The University of Manchester has been awarded over £1.3 million to develop technologies that could recover valuable materials from hard-to-recycle waste including disposable vapes and cars.
The three‑year project, REMOVE‑UM: REcovering MOlecular ValuE from Unrecycled Multi‑materials, funded by EPSRC and Defra will develop new technologies to tackle some of the most challenging waste products.
Recycling has the potential to recover significant value from materials at the end of their life, playing a crucial role in building a more sustainable future. However, while current systems are effective for simple, single materials that can be easily sorted and cleaned, they struggle to deal with complex, multi-material products.
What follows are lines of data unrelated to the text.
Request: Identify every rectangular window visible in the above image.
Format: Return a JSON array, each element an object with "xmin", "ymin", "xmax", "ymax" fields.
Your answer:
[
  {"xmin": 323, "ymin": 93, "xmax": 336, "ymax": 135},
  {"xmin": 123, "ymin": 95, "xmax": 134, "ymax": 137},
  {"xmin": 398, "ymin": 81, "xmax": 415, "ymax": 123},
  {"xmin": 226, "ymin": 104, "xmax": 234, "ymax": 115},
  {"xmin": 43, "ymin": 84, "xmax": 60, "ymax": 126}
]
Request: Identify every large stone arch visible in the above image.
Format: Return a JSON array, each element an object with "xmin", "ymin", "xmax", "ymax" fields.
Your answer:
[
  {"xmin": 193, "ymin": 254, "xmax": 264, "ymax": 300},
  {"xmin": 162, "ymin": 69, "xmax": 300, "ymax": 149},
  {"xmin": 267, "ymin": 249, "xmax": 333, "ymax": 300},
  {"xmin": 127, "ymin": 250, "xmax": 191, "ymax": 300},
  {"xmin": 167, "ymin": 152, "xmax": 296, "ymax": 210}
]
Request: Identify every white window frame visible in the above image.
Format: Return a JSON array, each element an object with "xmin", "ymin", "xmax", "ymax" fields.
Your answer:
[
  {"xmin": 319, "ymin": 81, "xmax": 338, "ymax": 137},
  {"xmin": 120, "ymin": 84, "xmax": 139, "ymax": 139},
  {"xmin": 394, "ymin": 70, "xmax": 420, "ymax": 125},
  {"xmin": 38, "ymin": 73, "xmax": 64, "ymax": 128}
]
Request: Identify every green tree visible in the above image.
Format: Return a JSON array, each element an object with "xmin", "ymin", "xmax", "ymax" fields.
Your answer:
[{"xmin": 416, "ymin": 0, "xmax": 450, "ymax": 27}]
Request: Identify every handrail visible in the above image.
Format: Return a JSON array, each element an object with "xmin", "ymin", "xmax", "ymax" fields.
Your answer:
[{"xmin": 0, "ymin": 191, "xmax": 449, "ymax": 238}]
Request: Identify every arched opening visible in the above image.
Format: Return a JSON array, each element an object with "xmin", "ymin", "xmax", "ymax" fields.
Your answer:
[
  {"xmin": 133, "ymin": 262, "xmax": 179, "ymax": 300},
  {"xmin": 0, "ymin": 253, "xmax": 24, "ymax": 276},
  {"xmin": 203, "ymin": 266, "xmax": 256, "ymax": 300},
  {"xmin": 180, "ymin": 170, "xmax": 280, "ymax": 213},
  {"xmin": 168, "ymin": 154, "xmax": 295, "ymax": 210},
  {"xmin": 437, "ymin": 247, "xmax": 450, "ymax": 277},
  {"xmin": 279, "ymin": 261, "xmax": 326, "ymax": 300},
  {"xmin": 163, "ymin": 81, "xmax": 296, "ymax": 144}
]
Michael Shaver, Project Lead and Professor of Polymer Science at The University of Manchester, explains: “Recycling to recover value from materials at end-of-life is a tantalising component of a sustainable future. However, multi-material products – vapes, cars, batteries, furniture – comingle a host of plastics, metals, glass, ceramics and other materials designed to meet ever-increasing consumer demand for low-cost, high-performance, lightweight, aesthetically pleasing consumer goods. These staggeringly complex multi-materials are reaching their end-of-life with no strategy to facilitate the (re)integration of their components, materials or molecules into a circular economy.
“Developing an economically viable and environmentally advantageous end of-life for multi-materials is vital. However, to achieve this in a just manner, it is essential we understand economic, societal, and environmental outcomes, coupling systemic approaches to ambitious fundamental research.”
The REMOVE‑UM project will take a fundamentally new approach, developing methods to break down these materials at a molecular level and recover valuable components that can be reused.
The work will combine expertise from across The University of Manchester, bringing together specialists in chemical recycling, catalysis, sustainability assessment and materials science.